Fuori la Lega, dentro il Pd. E in un amen, la riforma della giustizia, bloccata dal fuoco (ex) amico del Carroccio, esce dalle secche. E bastato un vertice a Palazzo Chigi, tra il presidente del Consiglio Giuseppe Conte, il ministro della Giustizia, Alfonso Bonafede, il sottosegretario, Andrea Giorgis, e il vicesegretario Pd, Andrea Orlando, per liberare il testo che rimette mano alla durata dei processi (ma non solo) dalle sabbie mobili. Oltre due ore di incontro per rimettere la riforma sui binari che dovrebbe condurla a destinazione: il via libera entro la fine dell’anno.

AVANTI TUTTA. Il disegno di legge Bonafede, approvato salvo intese – e solo in alcune parti – dall’Esecutivo gialloverde finirà archivio. Ma la nuova maggioranza giallorossa ne “condivide i principali obiettivi”. Uno su tutti: “rivoluzionare” il sistema giustizia. L’accordo raggiunto ieri tra M5S e Pd dinanzi a Conte sarà presto nero su bianco in una legge delega che il Guardasigilli confida di approvare entro il 31 dicembre. “Sono molto soddisfatto, stiamo rivoluzionando la giustizia italiana – esulta il Guardasigilli -. Il principale obiettivo è quello di ridurre i tempi della giustizia civile e penale, dimezzandoli e arrivando a quattro anni per il processo penale, mentre per il processo civile si arriverà a una media di quattro anni”.

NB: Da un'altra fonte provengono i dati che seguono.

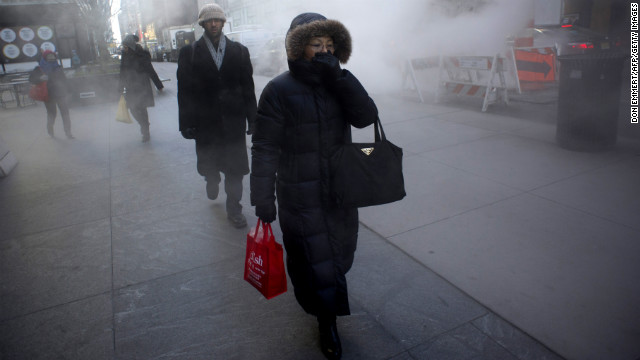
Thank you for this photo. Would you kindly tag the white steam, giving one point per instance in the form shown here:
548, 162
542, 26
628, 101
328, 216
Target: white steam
385, 34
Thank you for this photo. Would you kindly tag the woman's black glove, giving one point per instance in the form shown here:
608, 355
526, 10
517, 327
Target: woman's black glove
267, 212
189, 133
329, 65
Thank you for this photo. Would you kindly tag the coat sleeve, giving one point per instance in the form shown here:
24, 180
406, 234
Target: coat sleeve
248, 87
265, 151
148, 68
186, 108
359, 109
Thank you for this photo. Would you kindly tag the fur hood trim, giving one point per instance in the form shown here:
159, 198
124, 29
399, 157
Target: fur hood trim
299, 37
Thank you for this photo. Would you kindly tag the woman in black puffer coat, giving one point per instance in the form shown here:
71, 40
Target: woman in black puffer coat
135, 72
302, 115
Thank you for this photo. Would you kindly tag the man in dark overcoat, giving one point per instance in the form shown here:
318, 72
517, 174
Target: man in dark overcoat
216, 98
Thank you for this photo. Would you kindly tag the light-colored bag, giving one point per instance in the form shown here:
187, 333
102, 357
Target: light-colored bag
122, 114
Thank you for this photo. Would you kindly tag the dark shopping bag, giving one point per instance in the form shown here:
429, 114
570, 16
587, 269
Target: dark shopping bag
264, 265
39, 92
367, 174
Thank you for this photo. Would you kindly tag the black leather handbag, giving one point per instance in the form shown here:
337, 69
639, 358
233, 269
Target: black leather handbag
367, 174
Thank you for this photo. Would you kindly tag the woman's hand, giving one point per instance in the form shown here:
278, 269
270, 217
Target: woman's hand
329, 65
266, 213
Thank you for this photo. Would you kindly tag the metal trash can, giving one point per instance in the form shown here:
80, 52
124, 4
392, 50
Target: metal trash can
588, 101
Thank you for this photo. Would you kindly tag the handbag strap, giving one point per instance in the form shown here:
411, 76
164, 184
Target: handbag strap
378, 131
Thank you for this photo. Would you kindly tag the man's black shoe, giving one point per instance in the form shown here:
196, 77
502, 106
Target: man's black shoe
212, 190
330, 341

Gli fa eco il suo predecessore a Via Arenula. “Siamo d’accordo sull’impianto e abbiamo approfondito gli strumenti per raggiungere l’obiettivo un netto miglioramento dei tempi del processo, sia civile che penale, anche con certezza dei tempi”, conferma Orlando. Certo, restano ancora alcuni nodi da sciogliere. A cominciare dalla riforma del Consiglio superiore della magistratura. Cinque Stelle e Partito democratico concordano sulla necessità di “una radicale riforma” dell’organo di autogoverno dei magistrati, spezzando i legami tra politica e magistratura all’origine delle “degenerazioni del correntismo”.

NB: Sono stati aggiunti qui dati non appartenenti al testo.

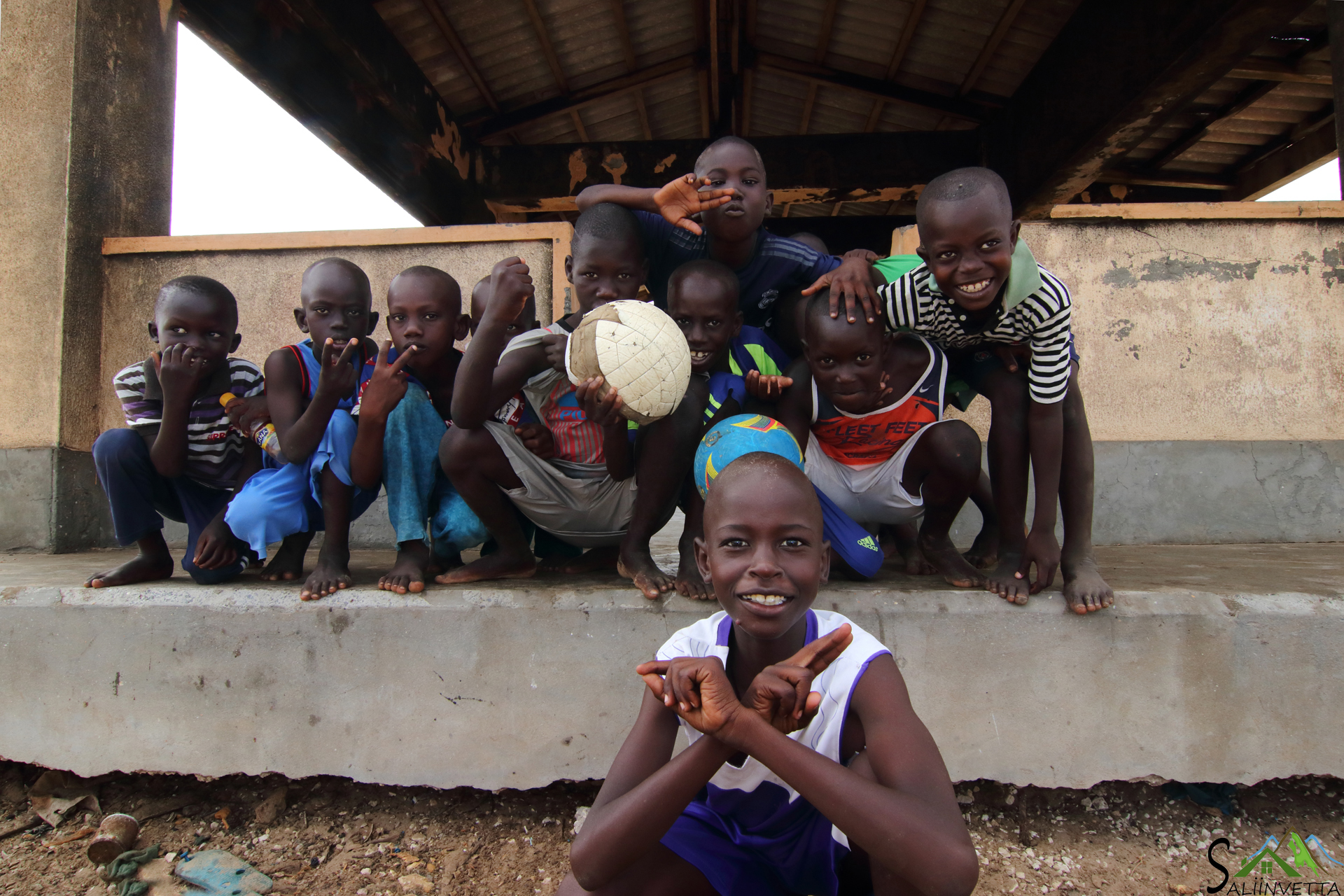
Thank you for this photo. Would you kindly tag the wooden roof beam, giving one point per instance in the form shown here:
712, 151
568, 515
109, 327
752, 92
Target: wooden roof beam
445, 29
991, 48
1119, 69
577, 99
872, 86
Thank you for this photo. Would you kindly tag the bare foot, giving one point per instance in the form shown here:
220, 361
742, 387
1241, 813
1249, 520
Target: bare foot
1004, 582
590, 561
984, 550
502, 564
143, 567
328, 577
407, 574
945, 558
690, 583
638, 567
1085, 590
288, 564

E si fa largo l’ipotesi di spacchettare la riforma in due deleghe: una sul processo civile e l’altra su quello penale. Inserendo in quest’ultima anche la nuova disciplina del Csm, sulla quale restano le distanze sulle modalità di elezione dei suoi componenti. “Il sorteggio è l’unico punto di divergenza che dovrà essere approfondito”, ammette Bonafede. Non è un mistero, del resto, che Orlando non condividesse la scelta: “Scegliere i componenti del Csm con la tombola non mi pare un’idea particolarmente brillante – aveva twittato l’ex guardasigilli -. Bisognerebbe piuttosto regolare meglio quello che fa il consiglio”.

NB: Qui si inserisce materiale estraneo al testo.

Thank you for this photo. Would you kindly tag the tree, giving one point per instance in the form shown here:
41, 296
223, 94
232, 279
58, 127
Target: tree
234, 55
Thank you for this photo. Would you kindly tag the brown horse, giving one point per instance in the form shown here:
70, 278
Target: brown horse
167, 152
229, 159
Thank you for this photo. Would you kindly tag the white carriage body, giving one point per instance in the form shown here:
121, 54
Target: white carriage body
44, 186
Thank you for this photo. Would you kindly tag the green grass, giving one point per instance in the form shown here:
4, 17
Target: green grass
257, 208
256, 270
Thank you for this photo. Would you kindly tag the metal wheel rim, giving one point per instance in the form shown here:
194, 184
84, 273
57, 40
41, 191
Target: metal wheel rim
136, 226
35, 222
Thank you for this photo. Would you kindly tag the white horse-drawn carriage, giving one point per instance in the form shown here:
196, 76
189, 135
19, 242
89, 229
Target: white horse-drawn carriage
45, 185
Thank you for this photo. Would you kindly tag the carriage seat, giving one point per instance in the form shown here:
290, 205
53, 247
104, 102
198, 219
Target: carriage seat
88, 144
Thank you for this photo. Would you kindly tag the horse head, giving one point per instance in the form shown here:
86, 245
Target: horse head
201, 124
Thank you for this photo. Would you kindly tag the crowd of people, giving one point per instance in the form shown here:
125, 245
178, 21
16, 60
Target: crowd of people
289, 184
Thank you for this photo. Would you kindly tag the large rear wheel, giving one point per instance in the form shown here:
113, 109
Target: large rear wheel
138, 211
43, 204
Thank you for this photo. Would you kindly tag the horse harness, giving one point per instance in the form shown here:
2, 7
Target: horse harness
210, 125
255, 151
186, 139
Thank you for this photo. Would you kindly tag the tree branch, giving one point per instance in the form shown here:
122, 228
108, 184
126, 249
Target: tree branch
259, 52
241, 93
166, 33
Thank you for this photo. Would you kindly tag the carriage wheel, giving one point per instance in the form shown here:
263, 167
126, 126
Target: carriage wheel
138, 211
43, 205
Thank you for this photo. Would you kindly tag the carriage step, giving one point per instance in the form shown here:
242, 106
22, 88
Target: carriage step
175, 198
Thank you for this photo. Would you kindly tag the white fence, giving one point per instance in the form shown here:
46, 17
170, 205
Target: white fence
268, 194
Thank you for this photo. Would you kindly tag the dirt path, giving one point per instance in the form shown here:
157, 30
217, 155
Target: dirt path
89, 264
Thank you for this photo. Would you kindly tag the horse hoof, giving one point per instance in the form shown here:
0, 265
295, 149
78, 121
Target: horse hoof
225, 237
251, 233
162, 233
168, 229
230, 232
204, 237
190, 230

E pure il vicepresidente del Csm, David Ermini, eletto in quota Renzi, non risparmia critiche: “Ribadisco la mia contrarietà, perché il Consiglio rischierebbe di uscirne azzerato nella sua natura di organo di rappresentanza del pluralismo e ridotto a entità meramente burocratica ed esecutiva – avverte -. Tendo a diffidare di riforme giustificate e ispirate alla sola intenzione di contrastare la ‘politicizzazione’ del Csm”. Altra questione riguarda lo stop della prescrizione che, da inizio 2020, in base al ddl Spazzacorrotti, si bloccherà dopo il primo grado di giudizio. Bonafede non lascia spazio a ritocchi: “Non c’è tra gli obiettivi (del Governo, ndr) quello di modificare la disciplina della prescrizione”. Ma tra i dem i dubbi non mancano: “Una norma che di fatto elimini l’istituto, può essere valutata solo se i tempi del processo fossero diversi e radicalmente più brevi. Il Pd non può assumere impegni al buio”.